NoA Review: 'Green'

First printed at www.movingpicturesnetwork.com
Reviewed by Elliot V. Kotek
(from the 2011 South by Southwest Film Festival)
Directed/Written by: Sophia Takal
Starring: Lawrence Michael Levine, Kate Lyn Sheil and Sophia Takal
After the first two minutes of “Green” — in which a relationship is on display at a Brooklyn party where its duo fight over literary masters for the position of first peacock — one worries this is a film set squarely at alienating everyone other than Noah Baumbach or a brother Coen.
Cut to Sebastian (Lawrence Michael Levine) and Genevieve (Kate Lyn Sheil) arriving at a country house in the midst of nature, alone and less argumentative, soon naked and searching each other for tick bites. Cue a knock on the door: A neighbor, Robin (the film’s helmer, Sophia Takal), arrives drunk and smoking pot on their doorstep. Takal’s boastfully uneducated Robin proceeds to make herself at home in the couple’s company, turning up at welcome and unwelcome moments and interrupting the quiet with her brand of verbal diarrhea.
A disquieting score akin to “The Shining” suggests an evil on its way from within the woods, and, as does every film when city folk head to the bush, it invokes a sense of Stanley Kubrick’s thriller or other chill generators such as “Deliverance” and “Straw Dogs.”
Levine’s Jason Schwartzman-like hipster look works well for the film, and despite his character’s attempts to get into the local scene, he never looks like someone who should feel at ease in this rural setting. Ultimately, however, Sheil’s Genevieve and Takal’s Robin are the most effective tools of this film’s expression, each appearing to balance on opposite edges of a sword and both searingly interesting, especially when internal jealousies begin to rage, questions become concerns and insecurities seem insurmountable.
In just 72 minutes, the filmmaker succeeds in keeping us in a constant state of curiosity, wondering if and when something sinister will unfold and whether it will be the Brooklyn-ites or the Southern simpleton who’ll inflict the damage.
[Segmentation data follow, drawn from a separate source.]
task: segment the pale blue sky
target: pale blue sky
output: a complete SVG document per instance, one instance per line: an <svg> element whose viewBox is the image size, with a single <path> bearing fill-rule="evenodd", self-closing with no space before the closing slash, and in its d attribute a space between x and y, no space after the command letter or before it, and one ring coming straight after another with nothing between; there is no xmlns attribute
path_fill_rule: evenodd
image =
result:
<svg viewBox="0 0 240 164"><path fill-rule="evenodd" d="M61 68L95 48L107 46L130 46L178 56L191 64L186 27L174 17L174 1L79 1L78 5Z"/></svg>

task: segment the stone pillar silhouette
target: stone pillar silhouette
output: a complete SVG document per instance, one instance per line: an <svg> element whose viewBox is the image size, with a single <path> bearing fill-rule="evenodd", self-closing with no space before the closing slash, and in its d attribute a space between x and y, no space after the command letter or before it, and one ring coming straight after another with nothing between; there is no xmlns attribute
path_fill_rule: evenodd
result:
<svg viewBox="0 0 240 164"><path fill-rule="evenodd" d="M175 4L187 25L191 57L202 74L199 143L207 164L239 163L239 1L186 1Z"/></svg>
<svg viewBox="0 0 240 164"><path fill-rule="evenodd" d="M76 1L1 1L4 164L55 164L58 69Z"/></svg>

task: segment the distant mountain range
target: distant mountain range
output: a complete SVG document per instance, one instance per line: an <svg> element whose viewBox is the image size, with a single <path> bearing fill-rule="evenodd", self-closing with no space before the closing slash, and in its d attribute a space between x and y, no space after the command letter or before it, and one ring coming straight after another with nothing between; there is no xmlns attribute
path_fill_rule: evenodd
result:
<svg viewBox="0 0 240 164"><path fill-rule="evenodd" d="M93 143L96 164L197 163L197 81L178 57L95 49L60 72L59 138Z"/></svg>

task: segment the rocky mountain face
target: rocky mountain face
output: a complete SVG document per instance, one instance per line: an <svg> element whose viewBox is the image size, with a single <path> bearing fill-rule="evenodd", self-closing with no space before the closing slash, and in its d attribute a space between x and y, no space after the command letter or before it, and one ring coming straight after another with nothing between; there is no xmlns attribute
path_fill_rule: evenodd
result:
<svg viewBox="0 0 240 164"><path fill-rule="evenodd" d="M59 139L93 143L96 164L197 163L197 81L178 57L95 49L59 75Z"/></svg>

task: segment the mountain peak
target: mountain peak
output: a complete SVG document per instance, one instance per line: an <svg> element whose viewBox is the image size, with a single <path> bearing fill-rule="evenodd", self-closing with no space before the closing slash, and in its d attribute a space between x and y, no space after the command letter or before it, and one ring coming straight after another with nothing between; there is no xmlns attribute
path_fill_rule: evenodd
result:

So much of the mood of the movie is inculcated by Robert Malone’s sounds and Nandan Rao’s visuals that one could not imagine how they would or could have been executed any more perfectly, even when off-kilter.
While “Gabi on the Roof in July” outed Takal and fiancé Levine as an interesting team on which to keep an eye (that effort helmed by Levine), “Green” is the film that shows the pronounced poise Takal has as a filmmaker and cements her as a future player alongside Laurel Nakadate (“The Wolf Knife”) in this multi-faceted medium.